Выбрать главу

Виталий Серафимович не мог отказаться выполнять служебный долг. Пришлось ехать, так и не выяснив достоверность подозрений, хотя… на этот раз он был уверен, что имеет дело не с сиюминутным увлечением жены, как минимум с серьёзной влюблённостью.

Поведение супруги выходило за рамки мимолётной влюблённости.

Бессовестный разврат начался сразу после отъезда. Нашёлся доброхот, пославший Виталию пару не очень чётких снимков, на которых были хорошо видны голые тела и искажённое наслаждением Зойкино лицо, выглядывающее из-за мужского плеча.

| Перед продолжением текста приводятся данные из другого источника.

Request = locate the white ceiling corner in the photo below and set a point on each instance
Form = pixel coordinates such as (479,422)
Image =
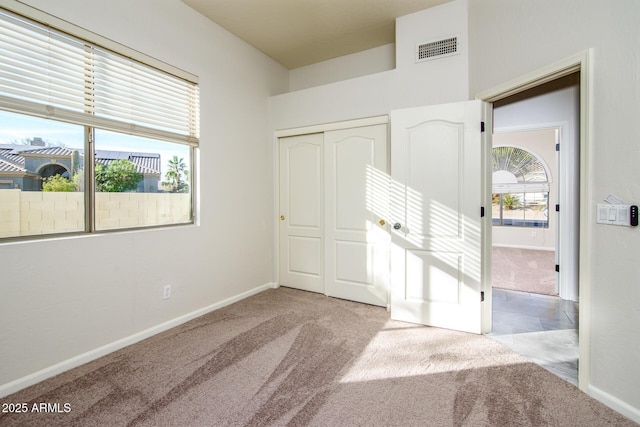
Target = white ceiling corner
(296,33)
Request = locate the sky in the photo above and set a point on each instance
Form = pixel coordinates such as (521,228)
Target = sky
(18,128)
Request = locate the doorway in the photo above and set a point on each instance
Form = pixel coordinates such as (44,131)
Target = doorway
(525,223)
(536,219)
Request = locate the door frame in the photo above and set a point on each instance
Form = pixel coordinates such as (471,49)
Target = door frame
(305,130)
(564,257)
(583,63)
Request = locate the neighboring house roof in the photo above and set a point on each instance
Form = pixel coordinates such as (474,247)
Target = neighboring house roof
(47,151)
(12,157)
(10,160)
(146,163)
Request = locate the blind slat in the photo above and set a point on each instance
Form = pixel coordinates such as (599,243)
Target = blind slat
(67,76)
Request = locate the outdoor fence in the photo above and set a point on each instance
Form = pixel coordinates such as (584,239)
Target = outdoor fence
(26,213)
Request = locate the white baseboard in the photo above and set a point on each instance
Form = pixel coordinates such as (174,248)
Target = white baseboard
(614,403)
(535,248)
(58,368)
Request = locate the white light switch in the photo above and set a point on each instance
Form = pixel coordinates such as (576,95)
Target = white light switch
(613,214)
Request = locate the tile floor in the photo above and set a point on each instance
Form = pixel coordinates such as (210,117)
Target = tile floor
(539,327)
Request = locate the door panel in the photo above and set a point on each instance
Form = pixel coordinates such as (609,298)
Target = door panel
(357,250)
(438,157)
(301,226)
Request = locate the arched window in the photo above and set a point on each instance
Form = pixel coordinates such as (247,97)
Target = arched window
(521,182)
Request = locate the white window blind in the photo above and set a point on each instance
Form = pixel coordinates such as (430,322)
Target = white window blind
(48,73)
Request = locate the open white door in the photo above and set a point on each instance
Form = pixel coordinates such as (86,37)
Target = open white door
(439,266)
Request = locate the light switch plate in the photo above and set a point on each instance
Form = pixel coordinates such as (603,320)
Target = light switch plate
(613,214)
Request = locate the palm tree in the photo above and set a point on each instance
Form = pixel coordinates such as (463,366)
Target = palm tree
(176,168)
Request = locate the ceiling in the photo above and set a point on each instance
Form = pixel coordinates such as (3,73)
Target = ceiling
(301,32)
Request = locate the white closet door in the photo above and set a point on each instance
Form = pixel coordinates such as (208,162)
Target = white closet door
(301,210)
(356,200)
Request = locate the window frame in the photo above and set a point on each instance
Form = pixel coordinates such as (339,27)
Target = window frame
(522,188)
(19,106)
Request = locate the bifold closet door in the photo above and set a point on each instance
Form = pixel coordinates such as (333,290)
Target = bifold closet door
(356,200)
(301,209)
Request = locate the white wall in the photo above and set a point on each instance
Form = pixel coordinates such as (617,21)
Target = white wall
(509,39)
(409,85)
(371,61)
(64,297)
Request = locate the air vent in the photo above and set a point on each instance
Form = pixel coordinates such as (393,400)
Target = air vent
(436,49)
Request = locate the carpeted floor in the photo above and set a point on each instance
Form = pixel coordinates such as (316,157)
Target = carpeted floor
(524,270)
(287,357)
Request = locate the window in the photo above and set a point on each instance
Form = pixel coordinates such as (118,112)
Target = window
(520,188)
(65,100)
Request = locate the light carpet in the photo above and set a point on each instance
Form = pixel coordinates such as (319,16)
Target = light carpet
(287,357)
(524,270)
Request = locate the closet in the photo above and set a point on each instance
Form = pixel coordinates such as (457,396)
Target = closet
(333,202)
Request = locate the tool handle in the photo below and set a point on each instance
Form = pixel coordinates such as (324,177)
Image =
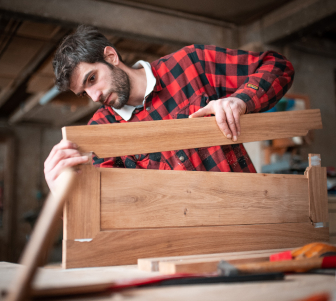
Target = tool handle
(302,265)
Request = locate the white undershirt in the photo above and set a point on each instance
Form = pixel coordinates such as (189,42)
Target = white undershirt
(126,111)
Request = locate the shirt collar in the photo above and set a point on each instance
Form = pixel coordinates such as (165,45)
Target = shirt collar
(126,111)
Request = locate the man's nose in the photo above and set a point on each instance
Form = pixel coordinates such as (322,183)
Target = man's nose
(94,94)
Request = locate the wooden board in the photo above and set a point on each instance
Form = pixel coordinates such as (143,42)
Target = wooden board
(207,265)
(108,140)
(82,209)
(295,286)
(184,199)
(318,191)
(119,247)
(152,264)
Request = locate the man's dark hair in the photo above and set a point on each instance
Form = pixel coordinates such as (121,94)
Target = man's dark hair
(87,45)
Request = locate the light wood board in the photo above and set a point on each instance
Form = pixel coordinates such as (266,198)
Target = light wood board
(161,198)
(119,247)
(108,140)
(152,264)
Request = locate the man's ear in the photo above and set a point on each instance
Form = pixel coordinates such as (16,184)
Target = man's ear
(111,56)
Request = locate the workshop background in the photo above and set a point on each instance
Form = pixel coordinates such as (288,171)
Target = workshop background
(32,112)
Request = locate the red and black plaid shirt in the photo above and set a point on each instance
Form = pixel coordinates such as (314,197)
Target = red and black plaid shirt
(187,80)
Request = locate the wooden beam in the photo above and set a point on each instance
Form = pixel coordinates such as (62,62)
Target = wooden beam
(152,264)
(185,199)
(318,191)
(30,68)
(41,239)
(125,20)
(208,265)
(287,20)
(108,140)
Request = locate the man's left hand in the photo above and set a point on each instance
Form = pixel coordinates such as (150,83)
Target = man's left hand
(227,111)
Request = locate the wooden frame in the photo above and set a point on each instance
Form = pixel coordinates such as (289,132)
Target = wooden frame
(115,216)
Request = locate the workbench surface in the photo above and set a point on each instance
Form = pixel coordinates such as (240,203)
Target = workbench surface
(294,287)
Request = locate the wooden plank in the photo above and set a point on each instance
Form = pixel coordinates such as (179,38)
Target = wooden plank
(183,198)
(40,240)
(152,264)
(108,140)
(318,191)
(120,247)
(206,265)
(82,209)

Было подозрение, что это могла состряпать (но зачем?) жена анонимного любовника.

Лучше бы он этого не видел.

Если бы в момент идентификации действующих лиц рядом не находилась Ирина Леонидовна, главный экономист филиала, Виталий Серафимович запросто мог бы выйти в окно девятого этажа офисного здания, чтобы раствориться в нематериальной среде.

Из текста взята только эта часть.